Mario Cristobal Has One Mission
Many times when Mario Cristobal is leaving the Miami football complex late at night, he drives toward the Kindred Hospital. Kindred Hospital is a long-term acute care center. Just before reaching it, he would realize his mistake and then would turn around the vehicle towards his family home near campus. He says it has become a habit as Clara Cristobal had to lay intubated in a hospital bed for more than three months and also in and out of consciousness unable to speak. She got this illness at the same time when her youngest son accepted the head coaching job at Miami last December. It is like a Cuban American captaining his hometown team’s football program. It was his dream job.
When Mario was toiling away putting his plans in place to revive one of the college football’s lost brands, he spent early mornings and late nights at his mother’s bedside. He would play videos for his mother. He would hold her hand, would brush her hair, and would spend time talking with her. She would smile at times and would even squeeze his fingers.

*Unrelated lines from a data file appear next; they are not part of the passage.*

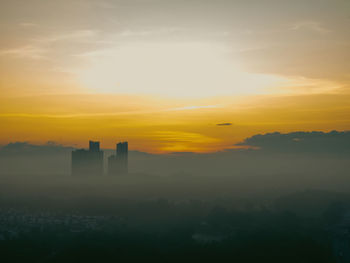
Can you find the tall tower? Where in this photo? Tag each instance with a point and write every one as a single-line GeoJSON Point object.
{"type": "Point", "coordinates": [88, 162]}
{"type": "Point", "coordinates": [118, 163]}
{"type": "Point", "coordinates": [94, 146]}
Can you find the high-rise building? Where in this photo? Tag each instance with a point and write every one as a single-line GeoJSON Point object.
{"type": "Point", "coordinates": [88, 162]}
{"type": "Point", "coordinates": [94, 146]}
{"type": "Point", "coordinates": [118, 163]}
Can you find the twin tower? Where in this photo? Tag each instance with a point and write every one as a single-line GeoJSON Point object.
{"type": "Point", "coordinates": [91, 162]}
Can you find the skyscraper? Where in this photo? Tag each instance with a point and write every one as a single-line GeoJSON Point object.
{"type": "Point", "coordinates": [88, 162]}
{"type": "Point", "coordinates": [118, 163]}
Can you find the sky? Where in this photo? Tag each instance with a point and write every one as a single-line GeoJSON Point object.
{"type": "Point", "coordinates": [172, 76]}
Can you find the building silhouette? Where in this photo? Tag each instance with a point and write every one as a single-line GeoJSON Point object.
{"type": "Point", "coordinates": [88, 162]}
{"type": "Point", "coordinates": [118, 163]}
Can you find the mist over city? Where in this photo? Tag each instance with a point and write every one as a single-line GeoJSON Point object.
{"type": "Point", "coordinates": [175, 131]}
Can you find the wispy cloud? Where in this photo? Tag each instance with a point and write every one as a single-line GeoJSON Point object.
{"type": "Point", "coordinates": [310, 25]}
{"type": "Point", "coordinates": [72, 35]}
{"type": "Point", "coordinates": [224, 124]}
{"type": "Point", "coordinates": [31, 52]}
{"type": "Point", "coordinates": [194, 107]}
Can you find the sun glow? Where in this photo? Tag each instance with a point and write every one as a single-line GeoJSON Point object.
{"type": "Point", "coordinates": [183, 70]}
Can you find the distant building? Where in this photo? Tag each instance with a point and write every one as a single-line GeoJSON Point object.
{"type": "Point", "coordinates": [88, 162]}
{"type": "Point", "coordinates": [118, 163]}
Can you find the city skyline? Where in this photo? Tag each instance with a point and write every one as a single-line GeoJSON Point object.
{"type": "Point", "coordinates": [165, 75]}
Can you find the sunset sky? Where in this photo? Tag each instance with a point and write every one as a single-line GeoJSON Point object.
{"type": "Point", "coordinates": [172, 75]}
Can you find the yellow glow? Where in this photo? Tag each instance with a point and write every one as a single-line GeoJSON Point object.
{"type": "Point", "coordinates": [182, 69]}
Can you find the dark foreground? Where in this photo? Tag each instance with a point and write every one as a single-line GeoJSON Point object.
{"type": "Point", "coordinates": [90, 224]}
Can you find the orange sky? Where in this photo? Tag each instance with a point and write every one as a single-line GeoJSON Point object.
{"type": "Point", "coordinates": [85, 70]}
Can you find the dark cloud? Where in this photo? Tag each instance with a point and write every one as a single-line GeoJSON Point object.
{"type": "Point", "coordinates": [224, 124]}
{"type": "Point", "coordinates": [301, 142]}
{"type": "Point", "coordinates": [23, 148]}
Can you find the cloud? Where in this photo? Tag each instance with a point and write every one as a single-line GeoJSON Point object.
{"type": "Point", "coordinates": [24, 148]}
{"type": "Point", "coordinates": [194, 107]}
{"type": "Point", "coordinates": [224, 124]}
{"type": "Point", "coordinates": [301, 142]}
{"type": "Point", "coordinates": [310, 25]}
{"type": "Point", "coordinates": [32, 52]}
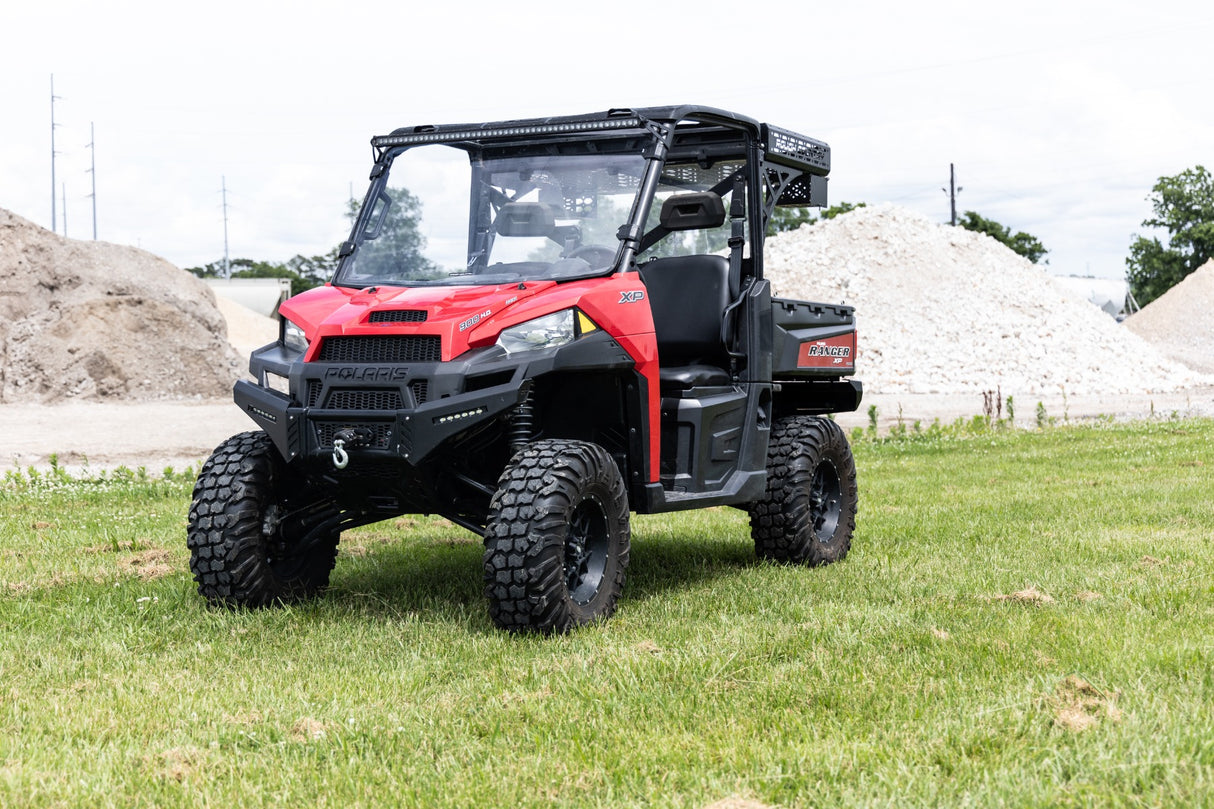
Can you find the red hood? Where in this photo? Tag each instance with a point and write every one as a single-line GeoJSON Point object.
{"type": "Point", "coordinates": [449, 311]}
{"type": "Point", "coordinates": [467, 317]}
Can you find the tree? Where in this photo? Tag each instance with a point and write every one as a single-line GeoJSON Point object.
{"type": "Point", "coordinates": [1020, 242]}
{"type": "Point", "coordinates": [1184, 205]}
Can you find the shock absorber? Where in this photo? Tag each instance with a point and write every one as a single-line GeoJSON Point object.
{"type": "Point", "coordinates": [522, 423]}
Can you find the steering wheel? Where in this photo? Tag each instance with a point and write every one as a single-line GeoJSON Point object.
{"type": "Point", "coordinates": [596, 255]}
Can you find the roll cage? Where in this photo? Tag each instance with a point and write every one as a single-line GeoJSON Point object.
{"type": "Point", "coordinates": [676, 143]}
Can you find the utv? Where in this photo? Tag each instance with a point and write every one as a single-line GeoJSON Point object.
{"type": "Point", "coordinates": [535, 328]}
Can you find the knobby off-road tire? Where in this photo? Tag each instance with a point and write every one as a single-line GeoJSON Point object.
{"type": "Point", "coordinates": [240, 553]}
{"type": "Point", "coordinates": [557, 538]}
{"type": "Point", "coordinates": [809, 510]}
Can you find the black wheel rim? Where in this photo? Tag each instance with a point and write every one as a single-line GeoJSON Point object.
{"type": "Point", "coordinates": [826, 501]}
{"type": "Point", "coordinates": [585, 550]}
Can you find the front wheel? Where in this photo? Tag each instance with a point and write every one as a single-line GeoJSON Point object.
{"type": "Point", "coordinates": [249, 543]}
{"type": "Point", "coordinates": [807, 514]}
{"type": "Point", "coordinates": [557, 538]}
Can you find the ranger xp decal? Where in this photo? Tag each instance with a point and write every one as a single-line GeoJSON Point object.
{"type": "Point", "coordinates": [837, 352]}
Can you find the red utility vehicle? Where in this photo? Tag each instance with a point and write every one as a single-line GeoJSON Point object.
{"type": "Point", "coordinates": [537, 328]}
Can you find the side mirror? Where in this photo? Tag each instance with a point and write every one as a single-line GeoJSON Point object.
{"type": "Point", "coordinates": [692, 211]}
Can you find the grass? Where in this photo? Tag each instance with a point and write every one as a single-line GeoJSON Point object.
{"type": "Point", "coordinates": [1026, 618]}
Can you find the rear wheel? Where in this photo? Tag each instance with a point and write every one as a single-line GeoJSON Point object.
{"type": "Point", "coordinates": [248, 542]}
{"type": "Point", "coordinates": [557, 538]}
{"type": "Point", "coordinates": [807, 514]}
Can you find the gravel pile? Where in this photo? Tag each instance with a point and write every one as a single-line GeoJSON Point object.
{"type": "Point", "coordinates": [97, 321]}
{"type": "Point", "coordinates": [1180, 322]}
{"type": "Point", "coordinates": [943, 310]}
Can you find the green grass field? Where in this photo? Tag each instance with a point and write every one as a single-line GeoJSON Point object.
{"type": "Point", "coordinates": [1026, 618]}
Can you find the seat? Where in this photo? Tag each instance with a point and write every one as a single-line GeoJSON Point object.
{"type": "Point", "coordinates": [688, 296]}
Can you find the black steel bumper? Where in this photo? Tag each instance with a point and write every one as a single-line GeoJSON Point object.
{"type": "Point", "coordinates": [406, 411]}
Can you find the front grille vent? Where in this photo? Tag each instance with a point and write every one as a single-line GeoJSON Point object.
{"type": "Point", "coordinates": [400, 316]}
{"type": "Point", "coordinates": [420, 348]}
{"type": "Point", "coordinates": [366, 400]}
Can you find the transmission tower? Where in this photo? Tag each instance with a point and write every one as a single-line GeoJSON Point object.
{"type": "Point", "coordinates": [227, 266]}
{"type": "Point", "coordinates": [952, 191]}
{"type": "Point", "coordinates": [55, 219]}
{"type": "Point", "coordinates": [92, 170]}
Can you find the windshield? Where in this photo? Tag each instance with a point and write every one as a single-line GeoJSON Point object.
{"type": "Point", "coordinates": [438, 218]}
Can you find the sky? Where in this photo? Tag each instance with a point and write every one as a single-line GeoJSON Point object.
{"type": "Point", "coordinates": [1059, 117]}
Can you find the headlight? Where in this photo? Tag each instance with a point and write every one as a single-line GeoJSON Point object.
{"type": "Point", "coordinates": [293, 337]}
{"type": "Point", "coordinates": [545, 332]}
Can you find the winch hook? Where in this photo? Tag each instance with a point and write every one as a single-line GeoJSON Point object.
{"type": "Point", "coordinates": [340, 457]}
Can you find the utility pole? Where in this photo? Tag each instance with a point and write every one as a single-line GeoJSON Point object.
{"type": "Point", "coordinates": [55, 219]}
{"type": "Point", "coordinates": [92, 170]}
{"type": "Point", "coordinates": [227, 266]}
{"type": "Point", "coordinates": [952, 191]}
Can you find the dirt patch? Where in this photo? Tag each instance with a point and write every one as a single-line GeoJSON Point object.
{"type": "Point", "coordinates": [1078, 705]}
{"type": "Point", "coordinates": [1030, 595]}
{"type": "Point", "coordinates": [738, 803]}
{"type": "Point", "coordinates": [175, 764]}
{"type": "Point", "coordinates": [307, 730]}
{"type": "Point", "coordinates": [98, 321]}
{"type": "Point", "coordinates": [148, 565]}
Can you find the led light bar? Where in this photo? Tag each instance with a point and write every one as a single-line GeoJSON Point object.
{"type": "Point", "coordinates": [385, 141]}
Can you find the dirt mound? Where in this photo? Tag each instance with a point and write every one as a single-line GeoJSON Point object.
{"type": "Point", "coordinates": [1178, 322]}
{"type": "Point", "coordinates": [943, 310]}
{"type": "Point", "coordinates": [97, 321]}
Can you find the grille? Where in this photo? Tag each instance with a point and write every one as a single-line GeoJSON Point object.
{"type": "Point", "coordinates": [423, 348]}
{"type": "Point", "coordinates": [400, 316]}
{"type": "Point", "coordinates": [366, 400]}
{"type": "Point", "coordinates": [325, 431]}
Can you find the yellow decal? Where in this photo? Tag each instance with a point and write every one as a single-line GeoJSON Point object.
{"type": "Point", "coordinates": [585, 324]}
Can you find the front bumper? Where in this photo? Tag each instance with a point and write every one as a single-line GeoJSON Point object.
{"type": "Point", "coordinates": [409, 408]}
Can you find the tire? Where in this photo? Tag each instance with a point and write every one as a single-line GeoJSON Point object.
{"type": "Point", "coordinates": [556, 542]}
{"type": "Point", "coordinates": [807, 514]}
{"type": "Point", "coordinates": [243, 554]}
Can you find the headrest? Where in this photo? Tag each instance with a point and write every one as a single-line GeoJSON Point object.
{"type": "Point", "coordinates": [692, 211]}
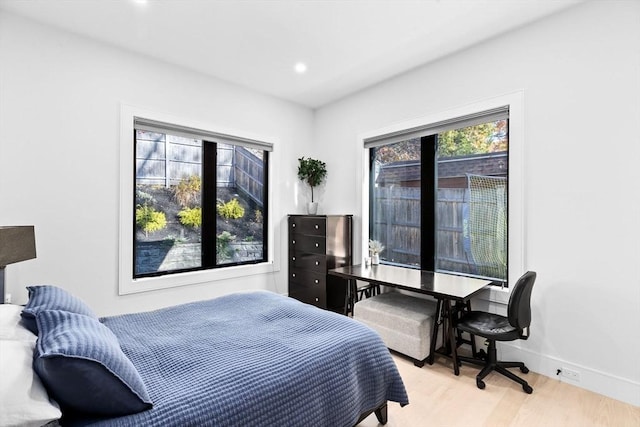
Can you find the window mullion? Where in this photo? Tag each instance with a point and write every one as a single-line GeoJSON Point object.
{"type": "Point", "coordinates": [429, 180]}
{"type": "Point", "coordinates": [209, 197]}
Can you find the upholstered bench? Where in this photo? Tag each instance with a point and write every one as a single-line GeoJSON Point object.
{"type": "Point", "coordinates": [404, 322]}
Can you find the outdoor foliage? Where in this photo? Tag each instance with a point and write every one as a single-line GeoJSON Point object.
{"type": "Point", "coordinates": [231, 209]}
{"type": "Point", "coordinates": [484, 138]}
{"type": "Point", "coordinates": [311, 171]}
{"type": "Point", "coordinates": [149, 219]}
{"type": "Point", "coordinates": [223, 247]}
{"type": "Point", "coordinates": [187, 191]}
{"type": "Point", "coordinates": [191, 217]}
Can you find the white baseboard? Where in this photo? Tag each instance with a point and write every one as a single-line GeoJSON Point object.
{"type": "Point", "coordinates": [618, 388]}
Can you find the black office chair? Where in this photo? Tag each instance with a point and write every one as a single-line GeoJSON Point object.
{"type": "Point", "coordinates": [494, 328]}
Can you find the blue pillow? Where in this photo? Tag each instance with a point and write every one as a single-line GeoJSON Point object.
{"type": "Point", "coordinates": [49, 297]}
{"type": "Point", "coordinates": [81, 364]}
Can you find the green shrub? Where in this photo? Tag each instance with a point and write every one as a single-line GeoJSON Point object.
{"type": "Point", "coordinates": [230, 210]}
{"type": "Point", "coordinates": [191, 217]}
{"type": "Point", "coordinates": [187, 190]}
{"type": "Point", "coordinates": [223, 246]}
{"type": "Point", "coordinates": [149, 219]}
{"type": "Point", "coordinates": [258, 216]}
{"type": "Point", "coordinates": [143, 198]}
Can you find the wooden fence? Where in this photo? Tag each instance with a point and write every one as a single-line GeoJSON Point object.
{"type": "Point", "coordinates": [396, 222]}
{"type": "Point", "coordinates": [166, 160]}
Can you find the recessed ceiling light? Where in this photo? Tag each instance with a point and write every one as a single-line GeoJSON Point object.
{"type": "Point", "coordinates": [300, 67]}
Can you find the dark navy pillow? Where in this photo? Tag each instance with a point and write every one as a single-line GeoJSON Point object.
{"type": "Point", "coordinates": [49, 297]}
{"type": "Point", "coordinates": [81, 364]}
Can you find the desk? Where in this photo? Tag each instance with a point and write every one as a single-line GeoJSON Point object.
{"type": "Point", "coordinates": [446, 288]}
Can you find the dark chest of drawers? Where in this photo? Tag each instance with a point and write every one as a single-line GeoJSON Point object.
{"type": "Point", "coordinates": [318, 243]}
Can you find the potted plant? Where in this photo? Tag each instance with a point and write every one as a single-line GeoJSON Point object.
{"type": "Point", "coordinates": [312, 172]}
{"type": "Point", "coordinates": [375, 247]}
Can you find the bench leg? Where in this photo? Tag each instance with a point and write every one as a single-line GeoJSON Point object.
{"type": "Point", "coordinates": [381, 414]}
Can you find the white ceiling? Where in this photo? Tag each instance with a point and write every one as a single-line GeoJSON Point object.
{"type": "Point", "coordinates": [347, 44]}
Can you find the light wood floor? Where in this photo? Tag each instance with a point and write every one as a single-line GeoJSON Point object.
{"type": "Point", "coordinates": [439, 398]}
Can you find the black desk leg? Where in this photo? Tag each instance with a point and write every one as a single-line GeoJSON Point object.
{"type": "Point", "coordinates": [350, 297]}
{"type": "Point", "coordinates": [452, 337]}
{"type": "Point", "coordinates": [437, 321]}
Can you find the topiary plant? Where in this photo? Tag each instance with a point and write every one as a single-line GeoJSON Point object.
{"type": "Point", "coordinates": [149, 219]}
{"type": "Point", "coordinates": [230, 210]}
{"type": "Point", "coordinates": [311, 171]}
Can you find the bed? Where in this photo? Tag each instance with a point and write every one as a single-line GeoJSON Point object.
{"type": "Point", "coordinates": [244, 359]}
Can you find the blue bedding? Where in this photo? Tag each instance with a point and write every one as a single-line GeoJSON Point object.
{"type": "Point", "coordinates": [253, 359]}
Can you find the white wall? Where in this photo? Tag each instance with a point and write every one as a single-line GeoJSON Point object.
{"type": "Point", "coordinates": [579, 73]}
{"type": "Point", "coordinates": [60, 98]}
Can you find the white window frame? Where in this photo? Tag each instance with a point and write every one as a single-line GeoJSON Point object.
{"type": "Point", "coordinates": [516, 177]}
{"type": "Point", "coordinates": [126, 282]}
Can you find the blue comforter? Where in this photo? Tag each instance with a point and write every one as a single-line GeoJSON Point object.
{"type": "Point", "coordinates": [253, 359]}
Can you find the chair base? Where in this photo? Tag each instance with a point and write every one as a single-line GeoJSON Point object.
{"type": "Point", "coordinates": [491, 363]}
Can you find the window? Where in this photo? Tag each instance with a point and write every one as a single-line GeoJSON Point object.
{"type": "Point", "coordinates": [199, 199]}
{"type": "Point", "coordinates": [438, 195]}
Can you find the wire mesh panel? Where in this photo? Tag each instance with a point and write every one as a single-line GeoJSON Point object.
{"type": "Point", "coordinates": [486, 228]}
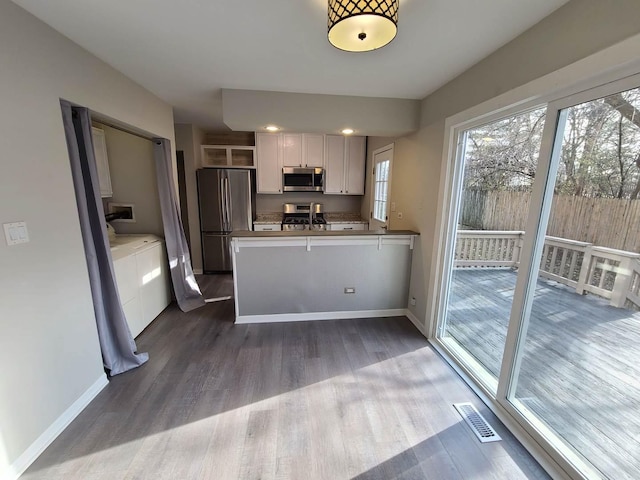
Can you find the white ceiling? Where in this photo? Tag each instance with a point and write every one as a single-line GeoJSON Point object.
{"type": "Point", "coordinates": [185, 51]}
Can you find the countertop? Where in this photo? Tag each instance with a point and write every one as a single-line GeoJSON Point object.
{"type": "Point", "coordinates": [325, 233]}
{"type": "Point", "coordinates": [331, 217]}
{"type": "Point", "coordinates": [125, 245]}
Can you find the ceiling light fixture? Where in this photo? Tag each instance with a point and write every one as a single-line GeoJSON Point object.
{"type": "Point", "coordinates": [362, 25]}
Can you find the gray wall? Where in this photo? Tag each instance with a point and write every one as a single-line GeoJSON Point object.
{"type": "Point", "coordinates": [49, 353]}
{"type": "Point", "coordinates": [133, 178]}
{"type": "Point", "coordinates": [578, 29]}
{"type": "Point", "coordinates": [290, 279]}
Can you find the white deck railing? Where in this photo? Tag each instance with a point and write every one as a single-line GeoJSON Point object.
{"type": "Point", "coordinates": [606, 272]}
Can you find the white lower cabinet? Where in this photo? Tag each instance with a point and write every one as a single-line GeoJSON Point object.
{"type": "Point", "coordinates": [347, 226]}
{"type": "Point", "coordinates": [143, 278]}
{"type": "Point", "coordinates": [270, 227]}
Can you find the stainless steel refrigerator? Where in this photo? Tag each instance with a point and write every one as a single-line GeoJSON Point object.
{"type": "Point", "coordinates": [227, 202]}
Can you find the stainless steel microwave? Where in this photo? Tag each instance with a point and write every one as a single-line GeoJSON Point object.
{"type": "Point", "coordinates": [301, 179]}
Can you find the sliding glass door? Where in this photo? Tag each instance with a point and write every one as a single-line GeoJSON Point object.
{"type": "Point", "coordinates": [578, 375]}
{"type": "Point", "coordinates": [541, 304]}
{"type": "Point", "coordinates": [500, 160]}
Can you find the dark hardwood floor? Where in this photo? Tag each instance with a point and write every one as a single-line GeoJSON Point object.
{"type": "Point", "coordinates": [351, 399]}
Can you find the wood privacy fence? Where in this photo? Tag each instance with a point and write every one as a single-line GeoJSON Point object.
{"type": "Point", "coordinates": [609, 222]}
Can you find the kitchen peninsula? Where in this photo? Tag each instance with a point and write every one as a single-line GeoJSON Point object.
{"type": "Point", "coordinates": [315, 275]}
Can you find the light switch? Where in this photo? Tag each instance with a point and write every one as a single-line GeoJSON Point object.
{"type": "Point", "coordinates": [16, 233]}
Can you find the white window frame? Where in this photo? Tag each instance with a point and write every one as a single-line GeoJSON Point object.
{"type": "Point", "coordinates": [373, 220]}
{"type": "Point", "coordinates": [622, 75]}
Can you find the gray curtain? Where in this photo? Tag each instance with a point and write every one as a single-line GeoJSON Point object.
{"type": "Point", "coordinates": [185, 286]}
{"type": "Point", "coordinates": [116, 342]}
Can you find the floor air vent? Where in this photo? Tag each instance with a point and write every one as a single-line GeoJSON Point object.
{"type": "Point", "coordinates": [476, 421]}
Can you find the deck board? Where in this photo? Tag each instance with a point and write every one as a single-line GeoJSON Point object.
{"type": "Point", "coordinates": [580, 366]}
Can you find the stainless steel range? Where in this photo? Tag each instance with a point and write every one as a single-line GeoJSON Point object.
{"type": "Point", "coordinates": [303, 216]}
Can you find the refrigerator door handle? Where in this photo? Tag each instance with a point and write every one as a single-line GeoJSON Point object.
{"type": "Point", "coordinates": [229, 206]}
{"type": "Point", "coordinates": [223, 197]}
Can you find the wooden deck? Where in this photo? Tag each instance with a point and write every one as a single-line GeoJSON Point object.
{"type": "Point", "coordinates": [580, 371]}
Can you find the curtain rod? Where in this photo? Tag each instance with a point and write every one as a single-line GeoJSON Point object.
{"type": "Point", "coordinates": [124, 130]}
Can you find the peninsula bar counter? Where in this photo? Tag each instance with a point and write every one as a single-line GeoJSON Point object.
{"type": "Point", "coordinates": [321, 275]}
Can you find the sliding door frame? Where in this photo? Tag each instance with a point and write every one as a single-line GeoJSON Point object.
{"type": "Point", "coordinates": [547, 447]}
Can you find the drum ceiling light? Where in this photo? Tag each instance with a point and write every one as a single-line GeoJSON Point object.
{"type": "Point", "coordinates": [362, 25]}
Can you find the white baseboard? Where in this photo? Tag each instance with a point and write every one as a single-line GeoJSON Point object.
{"type": "Point", "coordinates": [416, 322]}
{"type": "Point", "coordinates": [305, 317]}
{"type": "Point", "coordinates": [29, 456]}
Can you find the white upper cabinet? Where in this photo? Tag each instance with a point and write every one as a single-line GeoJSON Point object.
{"type": "Point", "coordinates": [269, 162]}
{"type": "Point", "coordinates": [102, 162]}
{"type": "Point", "coordinates": [313, 150]}
{"type": "Point", "coordinates": [334, 164]}
{"type": "Point", "coordinates": [292, 150]}
{"type": "Point", "coordinates": [302, 150]}
{"type": "Point", "coordinates": [355, 161]}
{"type": "Point", "coordinates": [345, 164]}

In the end, she started to blow kisses. She bided goodbye at the age of 81 on March 4. She left knowing that Mario was home. She understood that and was happy.
In fact, Mario’s move from Oregon to Miami is one of the family. It can be said that it is one of home and heart. A very few would be better suited for such a revival project than the 51-year coach who needs to be at the top of his craft. Mario returned to resurrect the program whose most recent national had come 20 years and five coaches ago. Mario was back to save the Hurricanes. Before signing the contract, a large number of budgetary items were approved.
The coaching salary budget in the school history was $20 million a year. This year the price tag has doubled with $8 million going to Cristobal, $7.5 million for his on-field and strength staff, and $5 million for the support staff. More than $100000 was spent on the strength and conditioning equipment.